Scaling Namespaces and Optimizing Data Storage
Also available as:
PDF
loading table of contents...

Configure an HDFS federation

All the nodes in a federation share a common set of configuration files. To support the common configuration, you must configure a NameService ID for all the NameNodes that you want to include in the federation.

  • Ensure that you configure the federation during a cluster maintenance window.
  • Verify that you have configured HA for all the NameNodes that you want to include in the federation. In addition, ensure that you have configured the value of dfs.nameservices for the NameNodes in hdfs-site.xml.

A federation allows you to add new NameService IDs to a cluster. Each NameService denotes a new filesystem namespace. You can configure a maximum of four namespaces in a federated environment.

An active NameNode and its standby belong to the NameService ID. To support the common configuration, you must suffix the parameters for the various NameNodes in a federation with the NameService ID.

For example, if you define ns2 as the NameService ID for a federation, then you must add ns2 as a suffix to parameters such as dfs.namenode.rpc-address, dfs.namenode.http-address, and dfs.namenode.secondaryhttp-address.
Note
Note
This task explains how you can configure an HDFS federation using the command line interface. For information about using Ambari to configure a federation, see the topic Configure HDFS Federation in the Ambari documentation.
  1. Verify whether the newly added namespaces are added to the dfs.internal.nameservices parameter in hdfs-site.xml.
    The particular parameter lists all the namespaces that belong to the local cluster.
  2. Add the following configuration parameters suffixed with the correct NameService ID for the active and standby NameNodes in the hdfs-site.xml.
    Daemon Configuration Parameter
    NameNode
    • dfs.namenode.rpc-address
    • dfs.namenode.http-address
    • dfs.namenode.https-address
    • dfs.namenode.servicerpc-address
    • dfs.namenode.keytab.file
    • dfs.namenode.name.dir
    • dfs.namenode.checkpoint.dir
    • dfs.namenode.checkpoint.edits.dir
    Note
    Note
    The parameters dfs.namenode.http-address and dfs.namenode.https-address are optional depending on the http policy configured. In addition, the parameters dfs.namenode.checkpoint.dir and dfs.namenode.checkpoint.edits.dir are optional.
  3. Propagate the configuration file updates to all the nodes in the cluster.
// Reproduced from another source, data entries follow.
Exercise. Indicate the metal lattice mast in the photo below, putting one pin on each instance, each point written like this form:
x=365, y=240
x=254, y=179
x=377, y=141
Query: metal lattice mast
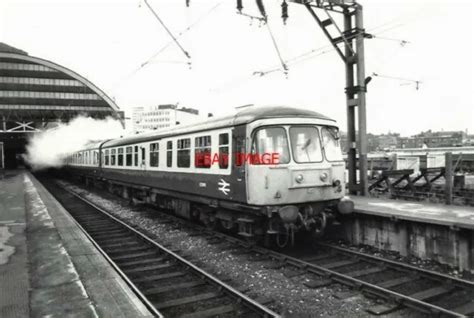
x=352, y=39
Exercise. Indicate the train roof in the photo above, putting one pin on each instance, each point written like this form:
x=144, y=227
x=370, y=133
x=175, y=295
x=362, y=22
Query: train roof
x=244, y=116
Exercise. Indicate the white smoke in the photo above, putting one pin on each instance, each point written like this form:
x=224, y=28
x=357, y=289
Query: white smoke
x=49, y=148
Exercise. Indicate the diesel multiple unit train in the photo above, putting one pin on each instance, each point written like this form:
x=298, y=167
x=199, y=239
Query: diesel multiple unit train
x=266, y=172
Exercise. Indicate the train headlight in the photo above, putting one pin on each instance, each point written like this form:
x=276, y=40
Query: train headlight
x=323, y=176
x=299, y=178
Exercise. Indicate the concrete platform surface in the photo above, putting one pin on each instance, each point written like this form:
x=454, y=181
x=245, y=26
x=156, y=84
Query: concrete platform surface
x=47, y=265
x=441, y=214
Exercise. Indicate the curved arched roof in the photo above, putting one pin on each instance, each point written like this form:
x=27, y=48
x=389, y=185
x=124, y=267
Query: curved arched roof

The following example shows the configuration for two NameNodes in a federation:

<configuration>
  <property>
    <name>dfs.nameservices</name>
    <value>ns1,ns2</value>
  </property>
  <property>
    <name>dfs.namenode.rpc-address.ns1</name>
    <value>nn-host1:rpc-port</value>
  </property>
  <property>
    <name>dfs.namenode.http-address.ns1</name>
    <value>nn-host1:http-port</value>
  </property>
  <property>
    <name>dfs.namenode.rpc-address.ns2</name>
    <value>nn-host2:rpc-port</value>
  </property>
  <property>
    <name>dfs.namenode.http-address.ns2</name>
    <value>nn-host2:http-port</value>
  </property>

  .... Other common configuration ...
</configuration>
Format every new NameNode that you want to include in the federation.